Der abrupte Übergang in den Fernunterricht mit dem Corona-Lockdown war ebenfalls eine Disruption in vielerlei Hinsicht. Die Verbundpartnerschaft hat diesen Wandel in sehr kurzer Zeit resorbiert. Seither sind Betriebe, Verbände und Schulen daran, die bald endlose Vielfalt an neuen Lösungen auf ihre längerfristige Eignung hin zu prüfen und weiterzuentwickeln, also überzuführen in einen reflektierten, nachhaltigen Einsatz. Andererseits setzten Vorreiter-Betriebe und -Schulen schon vor Corona neue pädagogische Settings um, die mittlerweile den Anschluss zu längerfristigen Lernkulturen finden (lesen Sie mehr dazu in unserer bevorstehenden «skilled»-Ausgabe).

Die Berufsbildung hat also aus verschiedenen Perspektiven schon heute einen Umgang mit den Phänomenen plötzlicher Veränderung. Man könnte überspitzt sagen, unser System der Berufsbildung sei zu diesem Zweck entwickelt worden, lange bevor Clayton Christensen 1997 seine These entwarf: um Disruptionen in der Wirtschaft mit Fachkräften zu bewältigen, die das Neue zeitgerecht meistern und fähig sind, es in eine dauerhafte Weiterentwicklung zu überführen.

Der Anspruch der Bildung und der Berufsbildung im Umgang mit solchen Transformationen ist aber umfassender. Ein kürzlich erschienenes Grundlagenpapier der Kammer der pädagogischen Hochschulen von swissuniversities formuliert Grundsätze und Leitvorstellungen für die Mitgestaltung von Schule und Lernen in einer Kultur der Digitalität. Die erste Leitvorstellung besagt, dass Mündigkeit und Teilhabe aller Lernenden die übergeordneten Bildungsziele bleiben.

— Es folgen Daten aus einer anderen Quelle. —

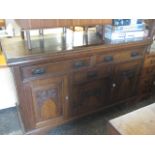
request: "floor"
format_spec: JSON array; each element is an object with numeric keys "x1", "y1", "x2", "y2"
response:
[{"x1": 0, "y1": 96, "x2": 155, "y2": 135}]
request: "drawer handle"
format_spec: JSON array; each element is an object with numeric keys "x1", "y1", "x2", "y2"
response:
[
  {"x1": 32, "y1": 68, "x2": 45, "y2": 75},
  {"x1": 103, "y1": 55, "x2": 113, "y2": 62},
  {"x1": 131, "y1": 52, "x2": 139, "y2": 58},
  {"x1": 73, "y1": 60, "x2": 86, "y2": 68},
  {"x1": 87, "y1": 71, "x2": 97, "y2": 79},
  {"x1": 122, "y1": 70, "x2": 135, "y2": 77}
]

Dies ist ein hoher, wichtiger und notwendiger Anspruch an die Mitgestaltungskraft von Bildung. Denn die Fähigkeit zu selbstbestimmtem und sozial verantwortlichem Handeln ist die erste Voraussetzung dafür, ein Leben lang mit dem Lernen von Neuem den Anschluss zu finden und zu erhalten.